- Walter Cliff Ranch District
- U.S. National Register of Historic Places
- U.S. Historic district
- Location: 7635 Old U.S. Route 395 (7635 Old HW 395), Washoe Valley, Nevada
- Coordinates: 39°13′29″N 119°48′42″W﻿ / ﻿39.22472°N 119.81167°W
- Area: 26.2 acres (10.6 ha)
- Built: 1873
- Architectural style: Bungalow/craftsman, Gothic, Vernacular Victorian
- NRHP reference No.: 85002428
- Added to NRHP: September 16, 1985

= Walter Cliff Ranch District =

Historic district in Nevada, United States

The Walter Cliff Ranch District, at 7635 Old HW 395 in Washoe Valley, Nevada is a historic site that was listed as a historic district on the National Register of Historic Places in 1985. It has significance dating from c.1870, when the house was built. The listing included two contributing buildings: the house and a root cellar/residence building.

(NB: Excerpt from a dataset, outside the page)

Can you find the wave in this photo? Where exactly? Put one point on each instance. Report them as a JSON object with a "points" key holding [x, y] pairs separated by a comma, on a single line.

It was deemed significant as the only surviving agricultural complex in Washoe Valley that had supplied foodstuffs (fruit, vegetables, dairy products, and hay) to the Comstock Mining District. As of 1985, only eight of many 19th-century ranches had any surviving remnants from that era. The listed district is 26.2 acre in size; the historic parcel was 130 acre, purchased by Walter and Elizabeth Cliff in 1874.

Four additional structures on the property, including a garage and two sheds, dating from the early 20th century, are deemed non-contributing but are compatible with the historic usage and feel of the property.